De bezoeken aan collegae en professoren zijn geheel wederzijds, dat wil zeggen, dat ook door belanghebbende uitnodigingen worden gedaan voor het bijwonen en assisteren bij zijn operaties.
Uiteraard zijn dit niet de normale veel voorkomende ingrepen, maar juist die ingewikkelde en geavanceerde operaties, welke zonder steun niet zouden kunnen worden uitgevoerd.
Belanghebbende is via het lidmaatschap van het Zwitsers Oogheelkundig Gezelschap door introductie van prof. Huber uit Zürich in aanraking gekomen met prof. Dräger uit Bremen, een van de grootste autoriteiten op oogheelkundig gebied.
Hij heeft een aantal nieuwe instrumenten ontwikkeld, bijvoorbeeld een speciale microscoop, een keratoon etcetera.
Deze door prof.
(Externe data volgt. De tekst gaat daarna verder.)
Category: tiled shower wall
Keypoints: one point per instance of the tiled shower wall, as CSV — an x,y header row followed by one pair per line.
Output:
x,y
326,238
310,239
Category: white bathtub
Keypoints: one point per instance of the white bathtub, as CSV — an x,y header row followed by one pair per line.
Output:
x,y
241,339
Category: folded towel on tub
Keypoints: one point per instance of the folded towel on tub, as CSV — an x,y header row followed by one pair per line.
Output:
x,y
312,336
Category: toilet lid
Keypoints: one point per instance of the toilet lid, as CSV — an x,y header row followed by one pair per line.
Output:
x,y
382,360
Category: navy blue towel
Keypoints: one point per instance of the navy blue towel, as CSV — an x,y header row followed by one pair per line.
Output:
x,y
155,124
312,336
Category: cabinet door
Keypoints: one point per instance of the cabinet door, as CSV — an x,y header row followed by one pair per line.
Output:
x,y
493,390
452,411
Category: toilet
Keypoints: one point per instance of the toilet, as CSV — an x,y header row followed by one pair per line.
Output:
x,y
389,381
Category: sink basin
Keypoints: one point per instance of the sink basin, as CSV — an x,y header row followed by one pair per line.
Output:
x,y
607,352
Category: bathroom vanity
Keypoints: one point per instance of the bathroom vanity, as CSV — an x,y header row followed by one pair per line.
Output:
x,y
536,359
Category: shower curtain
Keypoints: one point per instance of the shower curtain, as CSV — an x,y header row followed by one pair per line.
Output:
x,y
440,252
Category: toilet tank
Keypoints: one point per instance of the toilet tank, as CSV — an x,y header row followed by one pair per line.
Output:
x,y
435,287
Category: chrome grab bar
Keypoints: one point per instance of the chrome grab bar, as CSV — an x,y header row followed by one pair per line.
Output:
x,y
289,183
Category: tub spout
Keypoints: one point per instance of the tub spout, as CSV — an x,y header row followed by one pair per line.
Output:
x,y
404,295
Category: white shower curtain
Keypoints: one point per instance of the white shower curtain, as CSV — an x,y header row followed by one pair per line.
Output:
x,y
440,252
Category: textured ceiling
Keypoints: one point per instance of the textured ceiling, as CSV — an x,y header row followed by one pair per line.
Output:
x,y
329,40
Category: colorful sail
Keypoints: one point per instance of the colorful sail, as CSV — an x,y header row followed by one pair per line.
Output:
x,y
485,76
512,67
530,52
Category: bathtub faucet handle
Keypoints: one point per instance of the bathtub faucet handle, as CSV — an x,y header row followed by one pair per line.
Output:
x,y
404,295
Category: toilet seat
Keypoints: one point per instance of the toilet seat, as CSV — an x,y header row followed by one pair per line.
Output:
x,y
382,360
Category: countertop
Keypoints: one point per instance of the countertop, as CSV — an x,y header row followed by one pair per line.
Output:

Dräger ontwikkelde microscoop wordt thans ook in het ziekenhuis in [Z] gebruikt.
In Bremen worden voor oogartsen belangrijke bijeenkomsten georganiseerd, welke veelal op zaterdagochtend 9.15 uur aanvangen. Somtijds evenwel is het aanvangstijdstip later bij voorbeeld 11.15 uur.
Zo worden er vaste cursusdagen en oogheelkundige nascholingscursussen gehouden en vinden er bijzondere operaties plaats. Deze bijeenkomsten duren meestal enkele uren.
Daar bij belanghebbende praktijkuitoefening en wetenschappelijke belangstelling hand in hand gaan, vindt hij het van belang - indien zijn kennis en vaardigheid erdoor kunnen toenemen - deze bijeenkomsten bij te wonen.
Indien belanghebbende slechts de beschikking zou hebben over een auto als vervoermiddel zou hij deze zaterdagbijeenkomsten niet hebben kunnen bijwonen.
Bedacht dient te worden dat belanghebbende normaliter tot vrijdagavond 20.00 uur praktijk uitoefent.
Zoals reeds eerder is betoogd, is het maken van vluchten met lijnvluchten alsmede het reizen per trein voor belanghebbende geen in aanmerking komend alternatief.
Zoals uit de in 1974 gemaakte vluchten valt af te leiden, hebben de door belanghebbende in het buitenland bijgewoonde congressen etcetera vrijwel uitsluitend op zaterdagen en zondagen plaatsgevonden.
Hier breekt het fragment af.